If my current DNS server has this for my site, couldnt any top level DNS server have an SOA record for my old site that will be in there for 2-4 weeks?

Thus, some DNS servers got my new SOA record from my new hosting company maybe after a refresh, and some DNS servers have an Expire time of my site for up to 4 weeks..?

Did i understand and correlate that correctly?

webdoctor

6:09 am on May 23, 2007 (gmt 0)

WebmasterWorld Senior Member 10+ Year Member



I think you may be confusing the SOA settings with the TTL settings on resource records.

SOA EXPIRE is how long your secondary (slave) nameserver(s) will wait if they can't reach the primary (master) before they consider their DNS data to be stale.

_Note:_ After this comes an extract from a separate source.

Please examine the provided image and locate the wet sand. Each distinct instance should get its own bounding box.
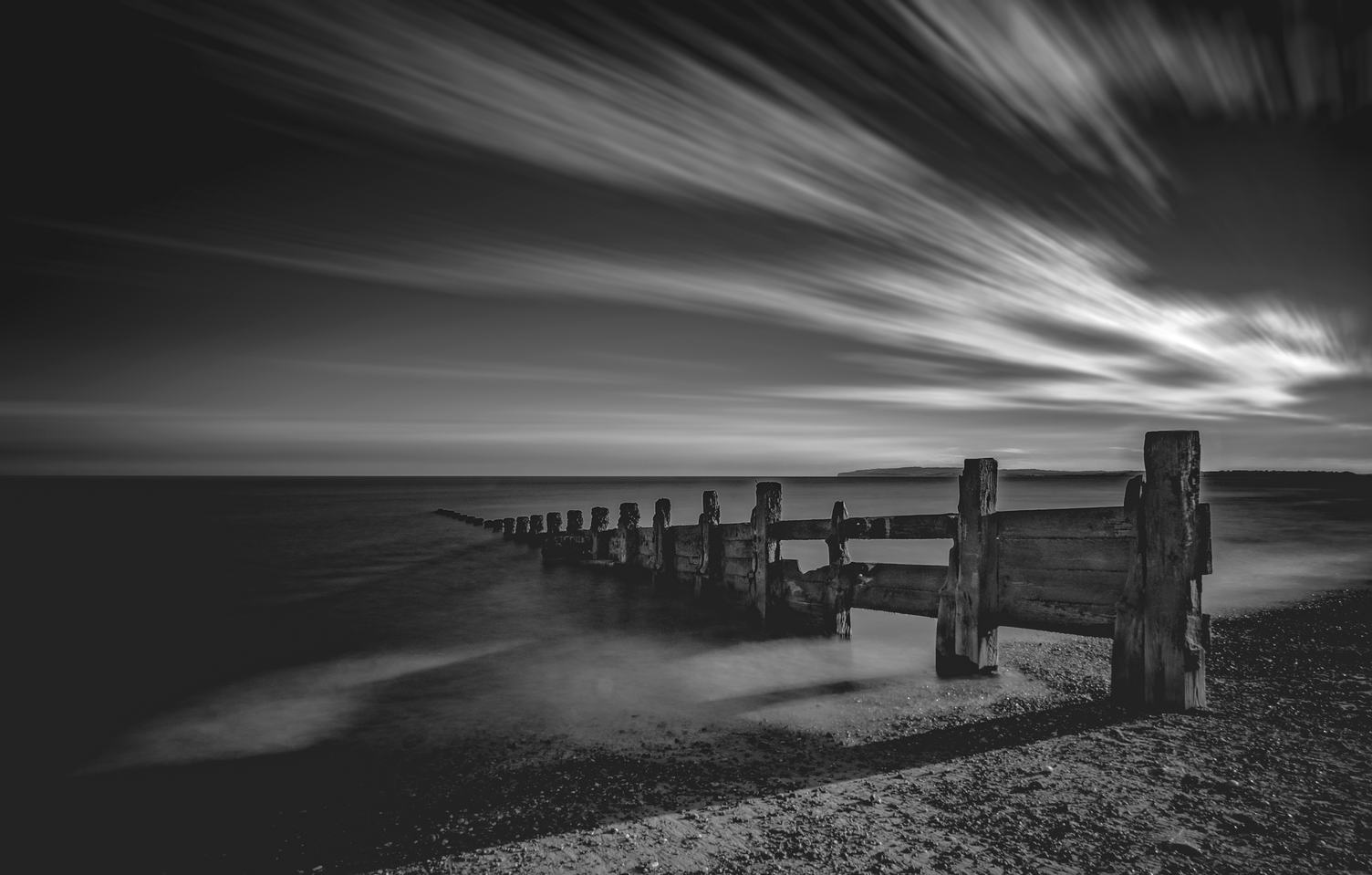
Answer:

The DNS servers I manage have their SOA EXPIRE set to 604800 seconds (1 week) which means if the master DNS server dies, the slaves keep serving records for a week before they give up.

You **want** this setting to be reasonably long - it gives you time to repair the master server if it fails. If you set SOA EXPIRE to 5 minutes then your slaves would stop working 5 minutes after your master if your master were to fail. This is definitely not what you want :-)

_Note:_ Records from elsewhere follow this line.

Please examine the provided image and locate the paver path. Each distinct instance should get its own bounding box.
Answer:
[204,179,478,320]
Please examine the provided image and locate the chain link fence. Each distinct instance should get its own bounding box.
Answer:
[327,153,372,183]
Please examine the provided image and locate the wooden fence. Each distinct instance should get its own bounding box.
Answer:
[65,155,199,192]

The TTL values you set on your resource records are an indication of how long those records may be cached. Note that an ISP or any intermediate DNS server may choose to cache your records longer than this, this bends the rules but remember they're much more worried about their bandwidth bills than your stale DNS records.

Without giving the specifics of the nameservers, can you tell us whether your using your ISP's nameservers, third-party nameservers, or your own nameservers? Can you describe in general terms what the changes were?

tonynoriega

5:10 pm on May 23, 2007 (gmt 0)

WebmasterWorld Senior Member 10+ Year Member



Heres how it started. I came to this company as a contractor. They tell me they have their own server a "Mac Mini" running OSX that had a dedicated IP address of:
<edited > and resolved to the company who co-located that server. It was our web server, DNS, Intranet, and mail.

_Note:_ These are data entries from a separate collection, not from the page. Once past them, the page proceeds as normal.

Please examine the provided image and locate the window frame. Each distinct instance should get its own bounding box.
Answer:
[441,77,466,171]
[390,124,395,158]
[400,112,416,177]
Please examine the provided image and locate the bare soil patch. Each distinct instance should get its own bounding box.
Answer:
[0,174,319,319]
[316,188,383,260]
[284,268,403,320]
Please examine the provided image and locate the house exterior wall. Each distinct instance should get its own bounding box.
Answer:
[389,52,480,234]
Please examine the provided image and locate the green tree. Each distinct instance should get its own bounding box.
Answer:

We decided to scrap that plan and get basic hosting for www.oursite.com Once development was complete on the new hosting company, i switched the name servers in my go daddy account to point to the new hosting companys servers...ns1.newhost.com, ns2....etc.

So yes, i am using the name servers of the new hosting company.

Then i had the Mac Mini shut off and sent back to me.

Somehow, as i am sitting right here at an office, just did a query...the old IP address is still coming up as where my site is....and its not.

Its been over a month of this....its freaking pissn on me and so is my client.... im losing traffic and customers becuase somewhere i screwed up the process or someones DNS server is acting funny...

[edited by: tedster at 5:30 pm (utc) on May 23, 2007]
[edit reason] remove specific IP address [/edit]

pageoneresults

5:18 pm on May 23, 2007 (gmt 0)

WebmasterWorld Senior Member 10+ Year Member Top Contributors Of The Month



Here is what i am guessing.... becuase if i didnt mention i can access my site from home just fine with ISP "one" (lets say), my downtown office just fine with ISP "two", but a remote offfice in a subdivision with ISP "three" does not work.

Sounds like an Upstream Caching issue. It may require that your provider put in a trouble ticket to the primary provider.

I'll assume that you've double checked everything in the GoDaddy interface to make sure all is in order with the name servers?